Fig. 1
Different spiking frequencies with the changing of g Nap and g Ks . (a) g Nap = 150 μS/cm 2, g Ks = 1.1 μS/cm 2, (b) g Nap = 100 μS/cm 2, g Ks = 0.7 μS/cm 2, (c) g Nap = 50 μS/cm 2, g Ks = 0.5 μS/cm 2, (d) g Nap = 20 μS/cm 2, g Ks = 0.3 μS/cm 2
Then we use this olfactory model to simulate a sparse network of 800 spiking cortical neurons with 800 × 799 synaptic connections. Spatiotemporal patterns of all neurons with synaptic coupling in the complex networks are displayed in Fig. 2. We simulate a network of globally connected 800 neurons in real time, whose coupling strengths are chosen as different values. The coupled neurons were found located in different states. The synaptic connection weights between the neurons are given by the matrix G = (g i, j ), so that firing of the jth neuron instantaneously changes variable V i by g i, j . In the Fig. 2a–c, neurons at different synaptic coupling weights G = (g i, j ) are considered.

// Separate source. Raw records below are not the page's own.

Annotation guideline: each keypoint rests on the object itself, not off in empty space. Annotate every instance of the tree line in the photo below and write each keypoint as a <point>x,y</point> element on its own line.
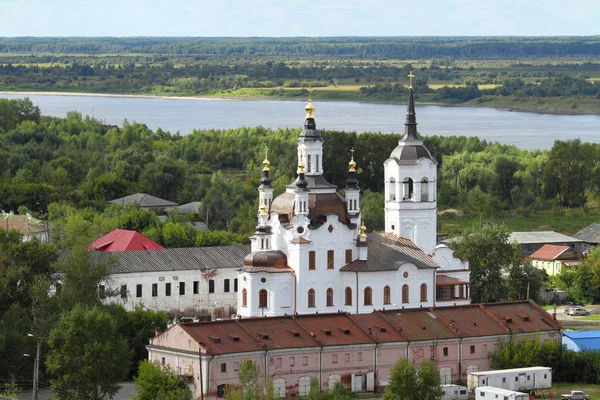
<point>397,47</point>
<point>81,162</point>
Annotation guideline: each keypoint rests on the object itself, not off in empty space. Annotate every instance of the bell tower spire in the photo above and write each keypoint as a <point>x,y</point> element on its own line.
<point>410,185</point>
<point>310,142</point>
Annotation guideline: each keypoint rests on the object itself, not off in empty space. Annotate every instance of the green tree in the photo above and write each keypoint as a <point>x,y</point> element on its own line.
<point>490,255</point>
<point>156,382</point>
<point>88,357</point>
<point>406,384</point>
<point>251,387</point>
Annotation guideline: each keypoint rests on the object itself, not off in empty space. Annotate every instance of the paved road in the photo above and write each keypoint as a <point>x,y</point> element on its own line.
<point>125,393</point>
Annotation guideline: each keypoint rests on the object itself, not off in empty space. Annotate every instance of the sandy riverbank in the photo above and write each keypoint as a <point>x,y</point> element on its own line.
<point>555,111</point>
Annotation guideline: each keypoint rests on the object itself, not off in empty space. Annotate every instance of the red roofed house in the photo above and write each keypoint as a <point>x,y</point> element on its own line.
<point>124,240</point>
<point>555,259</point>
<point>357,349</point>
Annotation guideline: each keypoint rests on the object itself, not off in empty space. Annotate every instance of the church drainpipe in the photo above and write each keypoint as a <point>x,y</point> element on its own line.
<point>459,360</point>
<point>357,292</point>
<point>295,291</point>
<point>200,363</point>
<point>375,369</point>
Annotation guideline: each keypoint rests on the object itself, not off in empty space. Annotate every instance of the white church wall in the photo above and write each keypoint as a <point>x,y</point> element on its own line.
<point>195,286</point>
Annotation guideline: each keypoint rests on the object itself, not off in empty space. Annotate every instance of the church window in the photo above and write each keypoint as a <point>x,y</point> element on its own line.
<point>368,296</point>
<point>311,297</point>
<point>348,256</point>
<point>262,298</point>
<point>408,189</point>
<point>423,292</point>
<point>348,299</point>
<point>424,189</point>
<point>329,259</point>
<point>387,295</point>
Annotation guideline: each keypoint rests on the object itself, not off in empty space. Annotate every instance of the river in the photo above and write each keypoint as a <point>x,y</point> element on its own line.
<point>525,130</point>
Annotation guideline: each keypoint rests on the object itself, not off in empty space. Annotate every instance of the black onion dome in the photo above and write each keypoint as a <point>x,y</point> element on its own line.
<point>269,259</point>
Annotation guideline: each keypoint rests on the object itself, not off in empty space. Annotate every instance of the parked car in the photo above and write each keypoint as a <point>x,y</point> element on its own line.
<point>575,395</point>
<point>578,311</point>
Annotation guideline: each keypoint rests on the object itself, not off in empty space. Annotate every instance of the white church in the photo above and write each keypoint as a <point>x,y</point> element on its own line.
<point>311,253</point>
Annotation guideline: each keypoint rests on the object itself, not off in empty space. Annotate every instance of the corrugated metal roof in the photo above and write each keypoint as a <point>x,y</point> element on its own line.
<point>591,234</point>
<point>144,200</point>
<point>387,252</point>
<point>179,259</point>
<point>552,252</point>
<point>251,334</point>
<point>541,237</point>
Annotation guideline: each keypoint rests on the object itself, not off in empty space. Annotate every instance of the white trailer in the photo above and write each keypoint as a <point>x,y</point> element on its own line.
<point>454,392</point>
<point>517,379</point>
<point>493,393</point>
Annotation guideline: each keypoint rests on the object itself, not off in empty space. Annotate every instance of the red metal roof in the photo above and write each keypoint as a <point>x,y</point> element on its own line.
<point>549,252</point>
<point>445,280</point>
<point>124,240</point>
<point>399,325</point>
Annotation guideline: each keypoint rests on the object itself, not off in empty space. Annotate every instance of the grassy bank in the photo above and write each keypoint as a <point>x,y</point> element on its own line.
<point>567,221</point>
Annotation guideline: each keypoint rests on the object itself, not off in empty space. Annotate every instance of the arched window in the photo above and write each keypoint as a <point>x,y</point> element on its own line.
<point>311,297</point>
<point>348,297</point>
<point>408,189</point>
<point>405,294</point>
<point>424,189</point>
<point>368,296</point>
<point>423,292</point>
<point>262,298</point>
<point>387,295</point>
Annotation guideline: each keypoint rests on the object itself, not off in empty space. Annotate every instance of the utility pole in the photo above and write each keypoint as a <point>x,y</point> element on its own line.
<point>36,366</point>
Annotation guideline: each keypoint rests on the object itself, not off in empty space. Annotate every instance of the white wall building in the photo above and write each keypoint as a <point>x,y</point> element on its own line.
<point>310,253</point>
<point>181,280</point>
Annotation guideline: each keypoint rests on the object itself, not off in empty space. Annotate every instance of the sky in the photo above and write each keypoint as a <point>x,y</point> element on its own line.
<point>299,18</point>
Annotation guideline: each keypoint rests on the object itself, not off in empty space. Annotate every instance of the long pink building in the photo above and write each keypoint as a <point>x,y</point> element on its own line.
<point>357,349</point>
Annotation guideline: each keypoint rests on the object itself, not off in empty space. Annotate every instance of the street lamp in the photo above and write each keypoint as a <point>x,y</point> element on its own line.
<point>36,367</point>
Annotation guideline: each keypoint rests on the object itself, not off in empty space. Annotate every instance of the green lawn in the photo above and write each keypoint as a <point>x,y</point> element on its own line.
<point>564,388</point>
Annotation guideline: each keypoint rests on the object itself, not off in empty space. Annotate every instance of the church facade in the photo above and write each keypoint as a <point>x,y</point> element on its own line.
<point>311,253</point>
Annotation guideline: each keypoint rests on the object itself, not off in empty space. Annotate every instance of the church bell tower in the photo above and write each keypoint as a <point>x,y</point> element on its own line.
<point>410,186</point>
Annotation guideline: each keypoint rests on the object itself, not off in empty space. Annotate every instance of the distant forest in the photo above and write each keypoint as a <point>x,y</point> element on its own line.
<point>372,47</point>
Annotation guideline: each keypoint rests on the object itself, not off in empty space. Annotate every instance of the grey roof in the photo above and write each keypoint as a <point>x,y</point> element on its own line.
<point>179,259</point>
<point>387,252</point>
<point>189,208</point>
<point>144,200</point>
<point>591,234</point>
<point>541,237</point>
<point>411,154</point>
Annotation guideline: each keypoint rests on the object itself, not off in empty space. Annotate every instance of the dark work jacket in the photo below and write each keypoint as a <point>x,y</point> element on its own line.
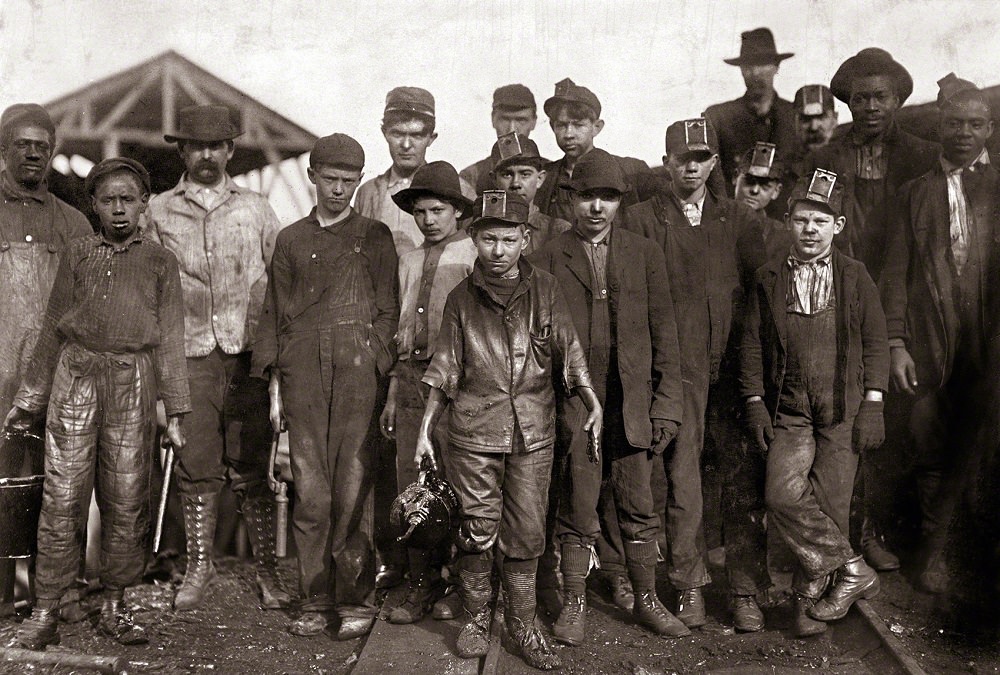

At first, G = 0.2 is taken, that is, all g i, j are taken the same as 0.2. It is shown that the neurons organize into assemblies and exhibit collective rhythmic behavior. With the coupling weights increasing, we find the width of the assemblies is becoming larger (Fig. 2b), the coupled neurons could achieve local synchronization inside the assemblies as showed in the enlarged picture of Fig. 2b. When the coupling weights is added to G = 0.8, the coupled neurons eventually achieve synchronization as shown in Fig. 2c. It is evident that the synaptic coupling weight is increased and the synchronous action between neurons is strengthened.